On March 26, 2015, the Brown County Democrats held their monthly meeting at the Eagles club in Aberdeen. Sen Jason Frerichs (D, Dist 1), Rep Steven McCleerey (D, Dist 1), and Rep Dennis Feickert (D, Dist 1) were all guest speakers to give their perspective about how the SD 2015 legislative session went. In this post I’ll pull out some of the highlights of what they each had to say (and keep my editorial comments to a minimum)
Frerichs was the first legislator to speak. He opened up by noting that the Senate Democrat caucus actually gained one member in 2015. Along those lines he noted it would have been nice to keep Chuck Welke in the Senate, but he was defeated last fall by Sen Brock Greenfield (R, Dist 2). He noted that each additional person in the Senate gives the Democrat caucus a little more power, but they need to work on getting at least a third of the Senate to make any real headway. I would agree, in 2016 the Democrats should work hard on getting twelve seats in the Senate if they truly want to have any impact in Pierre.

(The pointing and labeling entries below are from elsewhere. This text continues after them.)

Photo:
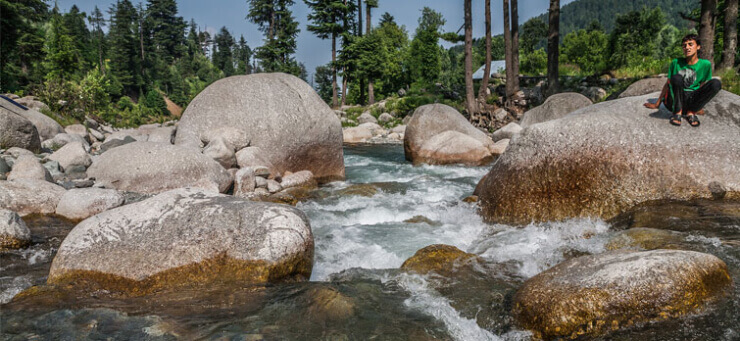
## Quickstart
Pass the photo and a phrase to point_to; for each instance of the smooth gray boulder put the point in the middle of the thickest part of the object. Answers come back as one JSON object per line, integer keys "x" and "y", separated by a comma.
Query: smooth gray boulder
{"x": 17, "y": 131}
{"x": 604, "y": 159}
{"x": 29, "y": 167}
{"x": 597, "y": 294}
{"x": 26, "y": 196}
{"x": 280, "y": 113}
{"x": 366, "y": 118}
{"x": 506, "y": 132}
{"x": 71, "y": 155}
{"x": 434, "y": 119}
{"x": 45, "y": 125}
{"x": 644, "y": 87}
{"x": 82, "y": 203}
{"x": 244, "y": 182}
{"x": 555, "y": 107}
{"x": 148, "y": 167}
{"x": 14, "y": 234}
{"x": 186, "y": 237}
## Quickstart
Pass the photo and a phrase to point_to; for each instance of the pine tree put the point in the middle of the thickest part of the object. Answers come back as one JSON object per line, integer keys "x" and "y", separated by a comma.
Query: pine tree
{"x": 326, "y": 19}
{"x": 124, "y": 54}
{"x": 62, "y": 56}
{"x": 223, "y": 54}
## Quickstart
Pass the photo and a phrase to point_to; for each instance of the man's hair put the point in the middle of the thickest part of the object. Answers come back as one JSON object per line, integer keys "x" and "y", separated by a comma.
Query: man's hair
{"x": 691, "y": 36}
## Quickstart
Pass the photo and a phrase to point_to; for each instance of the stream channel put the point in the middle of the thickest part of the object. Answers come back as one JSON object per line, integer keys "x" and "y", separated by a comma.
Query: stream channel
{"x": 364, "y": 229}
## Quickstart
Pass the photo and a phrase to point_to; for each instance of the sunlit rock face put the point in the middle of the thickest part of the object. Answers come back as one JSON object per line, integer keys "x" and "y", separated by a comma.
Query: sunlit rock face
{"x": 606, "y": 158}
{"x": 597, "y": 294}
{"x": 186, "y": 237}
{"x": 439, "y": 135}
{"x": 278, "y": 113}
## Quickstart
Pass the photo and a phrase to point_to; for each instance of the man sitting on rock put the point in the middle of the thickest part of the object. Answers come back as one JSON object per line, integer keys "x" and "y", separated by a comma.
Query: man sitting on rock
{"x": 690, "y": 85}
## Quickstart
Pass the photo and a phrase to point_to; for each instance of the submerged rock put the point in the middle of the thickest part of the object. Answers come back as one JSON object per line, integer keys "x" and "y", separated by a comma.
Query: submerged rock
{"x": 280, "y": 113}
{"x": 186, "y": 237}
{"x": 13, "y": 231}
{"x": 27, "y": 196}
{"x": 595, "y": 294}
{"x": 438, "y": 258}
{"x": 148, "y": 167}
{"x": 606, "y": 158}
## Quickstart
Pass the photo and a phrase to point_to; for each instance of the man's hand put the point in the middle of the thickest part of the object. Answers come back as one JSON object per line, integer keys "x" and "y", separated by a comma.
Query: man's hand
{"x": 655, "y": 105}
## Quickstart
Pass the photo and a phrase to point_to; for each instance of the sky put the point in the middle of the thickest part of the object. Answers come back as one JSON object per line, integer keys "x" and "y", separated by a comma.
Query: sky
{"x": 212, "y": 15}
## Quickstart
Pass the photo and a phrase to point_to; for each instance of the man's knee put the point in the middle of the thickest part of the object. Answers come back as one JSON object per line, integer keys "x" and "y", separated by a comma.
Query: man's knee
{"x": 715, "y": 84}
{"x": 677, "y": 80}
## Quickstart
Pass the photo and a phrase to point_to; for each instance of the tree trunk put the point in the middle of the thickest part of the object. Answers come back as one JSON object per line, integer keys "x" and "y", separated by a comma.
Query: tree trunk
{"x": 370, "y": 92}
{"x": 508, "y": 56}
{"x": 728, "y": 55}
{"x": 483, "y": 93}
{"x": 553, "y": 39}
{"x": 472, "y": 105}
{"x": 514, "y": 47}
{"x": 368, "y": 18}
{"x": 345, "y": 81}
{"x": 706, "y": 29}
{"x": 359, "y": 17}
{"x": 334, "y": 100}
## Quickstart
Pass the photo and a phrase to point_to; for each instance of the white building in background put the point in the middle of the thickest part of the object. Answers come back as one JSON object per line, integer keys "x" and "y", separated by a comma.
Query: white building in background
{"x": 497, "y": 66}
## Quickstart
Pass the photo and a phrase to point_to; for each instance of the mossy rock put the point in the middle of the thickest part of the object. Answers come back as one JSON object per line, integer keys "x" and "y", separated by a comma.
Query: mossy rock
{"x": 439, "y": 258}
{"x": 593, "y": 295}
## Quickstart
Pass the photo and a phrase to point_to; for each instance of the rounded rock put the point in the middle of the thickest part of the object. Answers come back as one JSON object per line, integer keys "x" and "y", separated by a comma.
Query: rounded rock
{"x": 186, "y": 237}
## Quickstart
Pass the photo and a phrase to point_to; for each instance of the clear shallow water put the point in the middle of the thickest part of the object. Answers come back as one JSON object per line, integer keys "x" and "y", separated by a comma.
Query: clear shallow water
{"x": 364, "y": 229}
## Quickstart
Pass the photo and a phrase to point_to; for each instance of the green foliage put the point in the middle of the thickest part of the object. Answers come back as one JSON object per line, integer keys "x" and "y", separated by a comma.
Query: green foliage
{"x": 534, "y": 63}
{"x": 587, "y": 49}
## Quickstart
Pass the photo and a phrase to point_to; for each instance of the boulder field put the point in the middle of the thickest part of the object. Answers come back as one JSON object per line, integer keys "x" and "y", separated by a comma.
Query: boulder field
{"x": 278, "y": 113}
{"x": 186, "y": 237}
{"x": 596, "y": 294}
{"x": 606, "y": 158}
{"x": 437, "y": 134}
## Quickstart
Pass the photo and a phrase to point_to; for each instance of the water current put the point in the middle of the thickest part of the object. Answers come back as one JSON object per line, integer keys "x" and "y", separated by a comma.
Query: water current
{"x": 364, "y": 229}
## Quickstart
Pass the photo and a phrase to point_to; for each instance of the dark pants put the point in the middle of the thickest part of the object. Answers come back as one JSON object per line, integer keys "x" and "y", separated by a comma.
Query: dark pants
{"x": 680, "y": 99}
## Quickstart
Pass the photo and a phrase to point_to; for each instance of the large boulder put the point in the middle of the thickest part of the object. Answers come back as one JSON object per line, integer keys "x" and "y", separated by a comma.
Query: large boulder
{"x": 149, "y": 167}
{"x": 441, "y": 126}
{"x": 13, "y": 231}
{"x": 556, "y": 106}
{"x": 45, "y": 125}
{"x": 17, "y": 131}
{"x": 595, "y": 294}
{"x": 26, "y": 196}
{"x": 644, "y": 87}
{"x": 72, "y": 155}
{"x": 607, "y": 158}
{"x": 78, "y": 204}
{"x": 29, "y": 167}
{"x": 186, "y": 237}
{"x": 279, "y": 113}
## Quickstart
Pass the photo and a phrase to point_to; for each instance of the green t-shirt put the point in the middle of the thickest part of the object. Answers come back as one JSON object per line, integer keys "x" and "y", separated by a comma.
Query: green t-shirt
{"x": 693, "y": 75}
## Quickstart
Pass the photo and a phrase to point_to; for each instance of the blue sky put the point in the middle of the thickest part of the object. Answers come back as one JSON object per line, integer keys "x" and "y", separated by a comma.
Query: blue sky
{"x": 212, "y": 15}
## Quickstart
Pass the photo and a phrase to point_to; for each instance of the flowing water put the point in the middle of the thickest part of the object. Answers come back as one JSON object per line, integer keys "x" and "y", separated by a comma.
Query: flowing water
{"x": 364, "y": 229}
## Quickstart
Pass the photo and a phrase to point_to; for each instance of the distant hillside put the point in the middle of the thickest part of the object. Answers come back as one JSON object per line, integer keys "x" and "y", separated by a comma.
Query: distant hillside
{"x": 580, "y": 13}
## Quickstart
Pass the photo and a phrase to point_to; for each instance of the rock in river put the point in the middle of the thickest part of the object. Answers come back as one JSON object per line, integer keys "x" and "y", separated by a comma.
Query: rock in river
{"x": 280, "y": 113}
{"x": 438, "y": 134}
{"x": 149, "y": 167}
{"x": 609, "y": 157}
{"x": 594, "y": 294}
{"x": 186, "y": 237}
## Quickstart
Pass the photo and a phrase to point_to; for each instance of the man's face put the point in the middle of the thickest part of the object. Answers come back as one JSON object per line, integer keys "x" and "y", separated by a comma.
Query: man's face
{"x": 690, "y": 48}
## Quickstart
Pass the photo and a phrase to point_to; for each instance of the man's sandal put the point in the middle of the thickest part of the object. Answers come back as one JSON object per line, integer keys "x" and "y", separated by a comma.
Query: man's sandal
{"x": 676, "y": 120}
{"x": 693, "y": 120}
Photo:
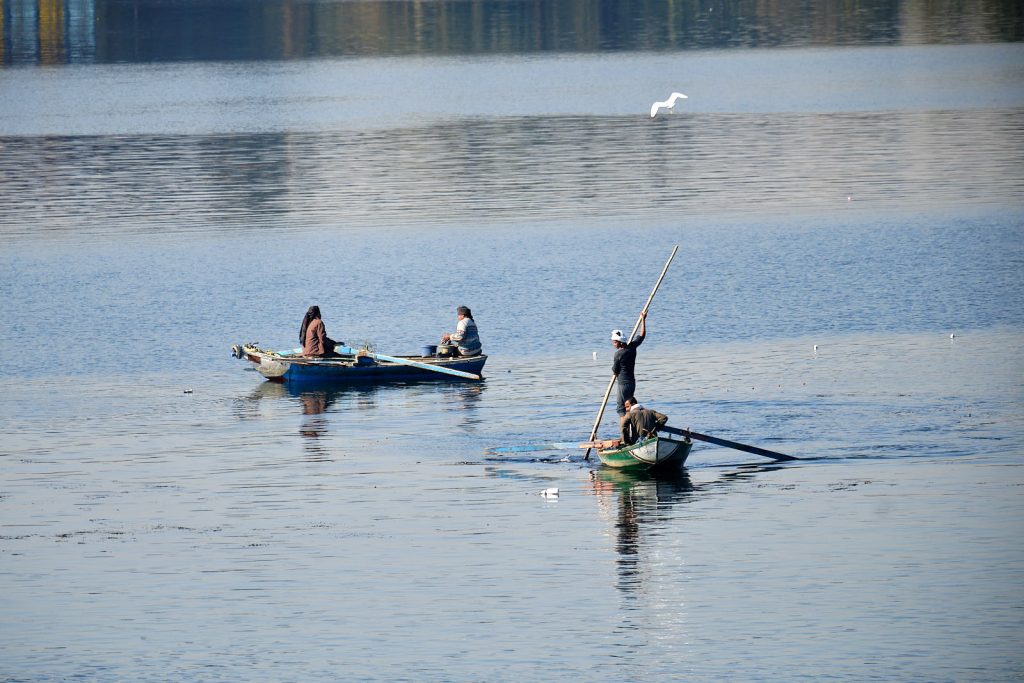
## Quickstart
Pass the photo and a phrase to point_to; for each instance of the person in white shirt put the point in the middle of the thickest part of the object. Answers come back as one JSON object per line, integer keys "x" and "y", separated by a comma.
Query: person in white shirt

When talking about this session, Frerichs noted a big theme of this session was that big issues were being avoided. The issues he brought up that were ignored this year include Medicaid Expansion, teacher pay, and teacher recruitment. He believes those issues were “brought up, and placed on top, and placed to the side. And that is unfortunate.”
When talking about the roads bill SB 1 Frerichs noted that the Governor wanted the roads bill and “wants it bad”. He noted the first time going through the Senate he voted no to SB1 quite easily because it really didn’t do much for local governments. Frerichs noted that the conference committee for the bill was one of the worst he has ever seen in Pierre (and I would agree). He noted the bill kept getting delayed during the conference committee process and that the House was holding it up. From his perspective it wasn’t even a Republican vs Democrat issue. It was purely the House trying to control the bill. On the Senate side he noted the Democrats were being lobbied hard to vote for SB1, because they were a couple of votes short in the Republican caucus. Frerichs said that was a good opportunity for the Democrats to push for more local money. The final bill he felt was more “leveled out” so he voted for it the second time. (My summary of what is in SB 1 can be read here).
Frerichs then went on to talk about the water management bills SB 2 and SB 3. Both of these are bills he worked hard on to get passed and will continue to work with going forward. SB 2 creates nine river basin natural resource districts. He also mentioned it creates a pilot project in his area of the state and has a legislative oversight taskforce. He believes there will be a lot of work implementing SB2. He noted that the districts will be a work in progress. When talking about the districts he doesn’t think they will solve all of the water problems; but he does think the program will get the state down the right path of managing the water in the river basins. He said “we shouldn’t just sit back and let mother nature rule us.” That was an interesting segway into his next point. He noted the legislature also passed legislation providing funding for the pine beetle situation west river (SB 152). He noted that west river is fighting to save their property and their economy from a mother nature problem. Further, he finished that thought by saying “This is our pine beetle problem of the east”.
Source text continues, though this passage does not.